BIG DATA CONFERENCE
Vilnius and Online
Principal Solution Architect
DXC Technology, Denmark
Josef Habdank is an expert in designing advanced analytics platforms for large scale enterprises. He is currently working on two very distinct types of projects: extreme throughput systems for self-driving cars, and extreme complexity systems for enterprise data lake management. He is a long term champion of Apache Spark and other open source technologies, frequent speaker on large event such as Spark Summit.
Management of a Cloud Data Lake in Practice: How to Manage 1000s of ETLs Using Apache Spark
Nowadays the problem of speed of processing is seemingly solved. Unless you process tens of petabytes an off-the-shelf toolset will suffice for most of the problems. Currently, the main challenges in data lake systems are in the field of data governance:
- how do you make sure data is discoverable, reusable, up to date and of high quality?
- how to avoid huge technical debt when developing a massive number of complex data flows?
- how to guarantee that the project can scale despite having access to very scarce human resources and technical talent?
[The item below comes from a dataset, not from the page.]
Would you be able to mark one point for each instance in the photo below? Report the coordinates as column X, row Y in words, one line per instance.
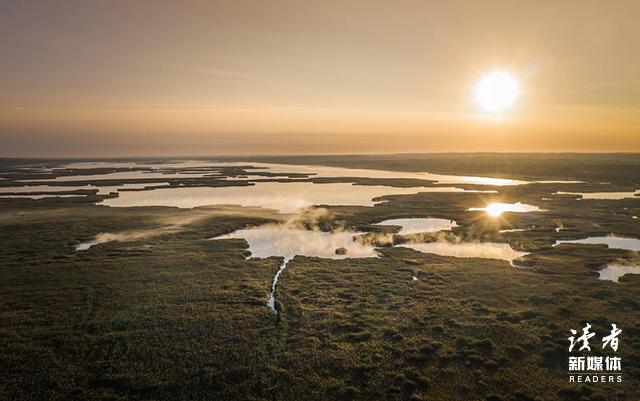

The goal of this talk is to showcase how to design a data lake management system scalable in all the broadest meaning of the word: that is not only scales with the growth of the data, but as well that it scales with the growth of the complexity of the whole enterprise. The talk will outline the business reasoning, key design principles as well as technical solution. Expect some (but not too much) nerdy details related to Apache Spark implementation.